Work together. Collective work and responsibility and cooperative economics are the real way to grow our businesses. We look at multinationals or listen to success stories of people of other races, and think it is going to apply to us. Like we are welcome at either of those tables, and we aren’t. We need to create our own table, our own thriving economy. There is enough money, talent, capability and most importantly, market to support our community’s growth. Look at what China has managed to do in the past decade creating 1.6 millionaires in 2016 from 180,000 in 2006 (Source: Deutsche Wells) by supporting their businesses, not allowing interference, and exporting to their big corporations over the past few decades.

I can’t say it enough, let’s support and collaborate with each other and have some patience while doing it.

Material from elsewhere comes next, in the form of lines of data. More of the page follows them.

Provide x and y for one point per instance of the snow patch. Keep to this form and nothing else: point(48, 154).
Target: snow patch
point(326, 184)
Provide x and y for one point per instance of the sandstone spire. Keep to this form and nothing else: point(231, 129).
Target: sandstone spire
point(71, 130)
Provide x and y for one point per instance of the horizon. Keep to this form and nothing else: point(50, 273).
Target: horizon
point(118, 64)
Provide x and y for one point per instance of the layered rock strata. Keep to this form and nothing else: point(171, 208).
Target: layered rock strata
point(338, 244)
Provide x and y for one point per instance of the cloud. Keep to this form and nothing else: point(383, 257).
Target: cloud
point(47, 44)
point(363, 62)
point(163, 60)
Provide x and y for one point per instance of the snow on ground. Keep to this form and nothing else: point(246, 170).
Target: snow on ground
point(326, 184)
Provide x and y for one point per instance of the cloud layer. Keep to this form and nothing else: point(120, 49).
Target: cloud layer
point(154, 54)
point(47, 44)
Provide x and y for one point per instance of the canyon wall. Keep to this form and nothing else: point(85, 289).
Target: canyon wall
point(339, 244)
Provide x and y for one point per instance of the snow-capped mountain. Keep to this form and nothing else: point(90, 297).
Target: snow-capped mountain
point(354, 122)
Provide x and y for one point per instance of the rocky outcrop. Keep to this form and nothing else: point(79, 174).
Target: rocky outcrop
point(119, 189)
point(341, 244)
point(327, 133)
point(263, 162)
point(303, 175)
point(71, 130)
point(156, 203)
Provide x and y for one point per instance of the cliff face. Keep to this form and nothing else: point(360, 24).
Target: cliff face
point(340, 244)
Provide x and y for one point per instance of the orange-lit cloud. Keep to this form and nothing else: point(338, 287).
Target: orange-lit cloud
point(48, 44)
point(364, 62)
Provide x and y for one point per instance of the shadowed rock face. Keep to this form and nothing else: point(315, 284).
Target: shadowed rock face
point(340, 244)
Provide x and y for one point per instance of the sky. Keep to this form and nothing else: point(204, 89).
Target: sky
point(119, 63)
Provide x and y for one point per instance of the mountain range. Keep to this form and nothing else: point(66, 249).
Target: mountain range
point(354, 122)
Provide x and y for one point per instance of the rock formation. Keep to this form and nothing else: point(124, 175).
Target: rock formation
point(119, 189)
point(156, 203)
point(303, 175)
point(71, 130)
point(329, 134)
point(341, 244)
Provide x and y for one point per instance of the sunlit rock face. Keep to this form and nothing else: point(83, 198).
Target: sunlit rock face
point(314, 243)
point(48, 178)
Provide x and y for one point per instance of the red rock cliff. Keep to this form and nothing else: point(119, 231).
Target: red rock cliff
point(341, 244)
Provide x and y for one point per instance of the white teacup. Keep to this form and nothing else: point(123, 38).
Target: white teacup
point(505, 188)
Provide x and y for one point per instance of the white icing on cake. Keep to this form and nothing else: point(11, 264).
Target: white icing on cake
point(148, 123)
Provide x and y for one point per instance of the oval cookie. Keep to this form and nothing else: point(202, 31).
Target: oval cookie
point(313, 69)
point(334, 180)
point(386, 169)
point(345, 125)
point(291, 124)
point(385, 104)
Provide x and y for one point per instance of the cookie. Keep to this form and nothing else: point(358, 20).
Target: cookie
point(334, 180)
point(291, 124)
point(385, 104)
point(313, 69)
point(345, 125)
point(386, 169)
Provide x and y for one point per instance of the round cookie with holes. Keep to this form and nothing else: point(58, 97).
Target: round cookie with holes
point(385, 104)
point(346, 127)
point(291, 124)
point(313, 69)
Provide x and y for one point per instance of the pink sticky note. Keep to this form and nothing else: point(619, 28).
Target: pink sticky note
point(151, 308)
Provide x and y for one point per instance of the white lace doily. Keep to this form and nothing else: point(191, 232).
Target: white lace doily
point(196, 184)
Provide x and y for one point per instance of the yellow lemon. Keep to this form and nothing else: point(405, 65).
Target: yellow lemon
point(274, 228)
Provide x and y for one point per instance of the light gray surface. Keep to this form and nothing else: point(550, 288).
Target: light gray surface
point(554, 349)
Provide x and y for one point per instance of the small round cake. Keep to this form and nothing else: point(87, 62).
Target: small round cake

We aren’t going to get it right the first time. Don’t give up and go back to patroning other communities, find someone else – we have the talent and capability. We need everyone in this movement. If we do this, then there’s more money in the community, more money in the community means we can invest in another business, which means we will hire more black people, and eventually the average black person will rise above the poverty line.

Sacrifice. Socialise with purpose and intention. We have been very busy distracted with “living our best lives” that we are spending money in the wrong places most especially on alcohol, clothes and cars instead of at progressive, networking events. Your network is your net-worth, this is not a drill! And if you must spend, spend it at a black establishment. We’ve fallen prey to it, I have too! It’s fun but it’s a distraction. For most, there isn’t inter-generational wealth to fall back on to support or white privilege that will promote you because you have things in common with your executives. We as this generation have a responsibility to get our community out of this economic rut, and we all have a part to play and no role is too big or too small, it all counts.


What’s next for Aisha?

I have so many ideas but for now my focus is Katika. This is the catalyst for change, and there’s so much more we want to do with it especially around education and emancipation of the mind. We are beginning to plan for an African Economic Summit for December 2020. What has been previously done is out of reach or doesn’t include the average person. It’s about dignitaries, which is important, but I think that’s been the mistake thus far – this is a grassroot movement, it must include the consumers and the SMMEs.

Corporate Quickie


If I had an extra R1 000 000 I would… spend most of it on a conscious, marketing campaign to create brand awareness but also begin the journey of resocialisation. It’s time to push buttons and make everyone uncomfortable with the status quo. Black is beautiful. Black is capable. Black is talented. Time to expose people to their history and the great philosophers, doctors and historians.

I am dying to meet? How can I choose, they are so many people who have
positively impacted and influenced my mind and spirit from President Paul Kagame and the Obamas to Beyoncé and Ta-nehesi Coates. But honestly, I’d love to meet AOC – Alexandria Ocasio-Cortez. She is a force of nature and disrupting the entire establishment and I love it. She gives me so much life and energy to carry on. In an African context, Strive Masiyiwa. I saw him speak at the African Union in Addis and I was floored by his vision and work as a businessman, philanthropist, though tleader and African-enthusiast.

Biggest money mistake? Buying too high per square meter on my condo while accepting the bank’s high flexible interest rate just all in the interest of owning property because that’s what I was told is success at 30.

Best investment? Katika because of both the financial, mental and emotional reward that comes with it.